Why, then, is it so surprising that Azalea would sound like an American rap artist, or some approximation of one? Over the past 23 years, chances are good that most, if not all, of the rap she was exposed to came from the US and thus impacted her approach, her flow, and her aesthetic. Mileage aside, moving to Miami from Mullumbimby parallels the trek scores of young actresses undertake when departing various flyover-state podunks for the Tinseltown promises of LA.

Save for a few trolling comedians, nobody really expects Azalea to drop copious references to koalas, aborigines, and the Crocodile Dundee film franchise in her songs. Demanding that her rapping mirror her homeland or that failing to do so makes her inauthentic is similarly absurd. It’s certainly not something asked of rock or pop singers from outside the lower 48. When Toronto’s own Drake cops that Migos flow, he’s committing no inexcusable cultural sin. Azalea’s former beau A$AP Rocky’s ascent can be attributed to his demonstrated adoption of the slowed-down styles of Houston. When Californian rappers can declare themselves King Of New York, location clearly matters less and less.

Consider this: it’s been 22 years since reggae artist Snow scored a worldwide smash hit with “Informer,” in which the white Canadian showcased a patois reminiscent of Kingston, Jamaica rather than Kingston, Ontario. Since then, M.I.A. has successfully dabbled in dancehall from the get-go, as those who heard “Galang” when it first broke can attest, and followers of the sound have no doubt heard Alborosie over various popular riddims. So when Azalea dips into similar terrain on the Mavado-assisted, Sleng Teng-tinged “Lady Patra,” it shouldn’t lead to outrage or offense.

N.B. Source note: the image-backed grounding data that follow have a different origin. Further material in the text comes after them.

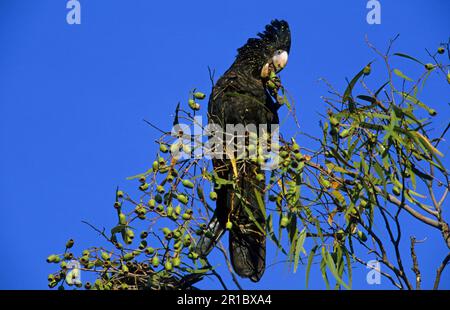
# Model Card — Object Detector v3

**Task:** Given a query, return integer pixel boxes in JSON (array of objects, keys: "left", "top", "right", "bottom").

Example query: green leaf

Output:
[
  {"left": 393, "top": 68, "right": 413, "bottom": 81},
  {"left": 394, "top": 53, "right": 425, "bottom": 66},
  {"left": 294, "top": 228, "right": 307, "bottom": 273},
  {"left": 343, "top": 64, "right": 371, "bottom": 111},
  {"left": 305, "top": 245, "right": 318, "bottom": 289}
]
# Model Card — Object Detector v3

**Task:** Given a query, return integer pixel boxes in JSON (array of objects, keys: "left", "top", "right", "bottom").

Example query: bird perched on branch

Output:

Up until “Fancy” became a Billboard success, Iggy Azalea appeared a possible fluke, one whose insular cult following could limit her opportunities to properly break out. In contrast, one of the primary reasons why British rappers have largely failed to translate well in the States has to do with their general unwillingness to ditch the accents and follow the market. Given her own chart performance in the United Kingdom, clearly she’s doing something right — and, if anything, can potentially serve as a viable model for future generations of non-American rappers to compete here for years to come. I’m just being honest.